Other senses hovered at the edge of my awareness. Something about static electricity, and more about temperature. I could feel my mind sharpening just a little bit, thoughts becoming clearer, more rational. It felt like I was seeing the sun for the first time, or taking a breath after having gone for so long without air. I couldn't remember the last time I felt this good.
I pushed the slider further, inching it up to fifty percent.
My senses expanded further, covering the entire shelter, and my mind expanded to compensate. Emotion fell away, and I found myself more clearheaded than I'd been since Mom had died. So many things that I had never understood became obvious. That look in Dad's eyes wasn't my fault, and neither was Mom's death. Sophia was clearly mentally unstable and violent in a way that suggested she had other victims than just me. Emma had gone through a traumatic experience while I was at camp and latched onto the first person that made her feel safe. So many things. The sheer gross negligence of the staff at Winslow High suggested that something was protecting Emma, Sophia and Madison, something bigger than just a lawyer father or good looks. I was an idiot for taking that abuse for so long when just beating the shit out of Sophia would have stopped it. A week's suspension was easily worth an end to the bullying.

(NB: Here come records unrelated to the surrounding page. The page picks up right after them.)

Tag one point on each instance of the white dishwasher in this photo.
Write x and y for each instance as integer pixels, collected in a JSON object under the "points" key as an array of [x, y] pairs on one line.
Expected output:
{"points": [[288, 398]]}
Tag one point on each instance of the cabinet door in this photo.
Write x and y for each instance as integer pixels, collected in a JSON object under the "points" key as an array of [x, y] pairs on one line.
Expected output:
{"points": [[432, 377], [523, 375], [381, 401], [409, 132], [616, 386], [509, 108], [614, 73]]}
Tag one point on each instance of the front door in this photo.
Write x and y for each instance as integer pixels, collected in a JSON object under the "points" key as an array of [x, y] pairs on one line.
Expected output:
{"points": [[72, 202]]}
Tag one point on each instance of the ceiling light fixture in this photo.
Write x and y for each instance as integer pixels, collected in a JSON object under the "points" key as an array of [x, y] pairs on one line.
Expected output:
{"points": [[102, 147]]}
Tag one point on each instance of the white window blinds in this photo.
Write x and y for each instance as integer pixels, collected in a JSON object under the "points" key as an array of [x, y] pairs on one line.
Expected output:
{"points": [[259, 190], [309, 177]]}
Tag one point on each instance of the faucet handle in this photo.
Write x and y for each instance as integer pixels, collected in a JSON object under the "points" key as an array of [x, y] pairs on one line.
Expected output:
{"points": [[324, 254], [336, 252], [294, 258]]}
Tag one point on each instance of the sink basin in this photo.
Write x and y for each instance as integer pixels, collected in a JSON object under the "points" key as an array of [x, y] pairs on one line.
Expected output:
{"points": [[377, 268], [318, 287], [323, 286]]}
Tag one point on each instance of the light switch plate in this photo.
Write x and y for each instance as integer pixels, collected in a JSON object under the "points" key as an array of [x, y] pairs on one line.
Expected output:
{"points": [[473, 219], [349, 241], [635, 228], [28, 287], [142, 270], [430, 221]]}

In fact, I had powers now. Granted, I wasn't exactly sure what they did or how to use them, but I would learn. Already I was manipulating the eddies and whirls of wind within and around me, and suddenly I realized that I could control the water too. Not to the same extent, but I could. I realized that I was more or less already flying, as the shelter was now an underground lake. Crackles of static charge surged around me, and with a thought I put them together and moved them. A blinding flash of light and concussive wave later, I realized that I could make lightning.
My power was obvious.
I was a thunderstorm.
I laughed, the winds within me howling my amusement into the greater storm of Leviathan's making.
I was a goddamn thunderstorm.
And I could feel my power growing restless. A nudge here, a whisper there. Egging me on. Push the slider higher. Become. I could feel it, the desire to be more, to grow, to encompass, to exercise my wrath upon everything and everyone who ever harmed me. And with it would come the relief of rationality, of the cold clarity that staved off the depression I could sense waiting to bury me. I didn't have it in me to fight the urge. I didn't want to.
I pushed the slider all the way up. One hundred percent.
That was much better. I cracked my neck, or at least the vast swirling column of air that I was's top tilted slightly.
I was finally free from all those clouding emotions. Fear. Remorse. Grief. All gone, leaving only the clarity of the storm. I had several tasks to accomplish, but most would have to wait. I could feel him in the distance now, the so-called Endbringer. I felt him in the shifting pockets of air around him, in every droplet of the never-ending flood that poured out of him.
That fucker killed Taylor's father.
But I wasn't Taylor anymore.
I was Maelstrom.
And I was going to make Leviathan pay.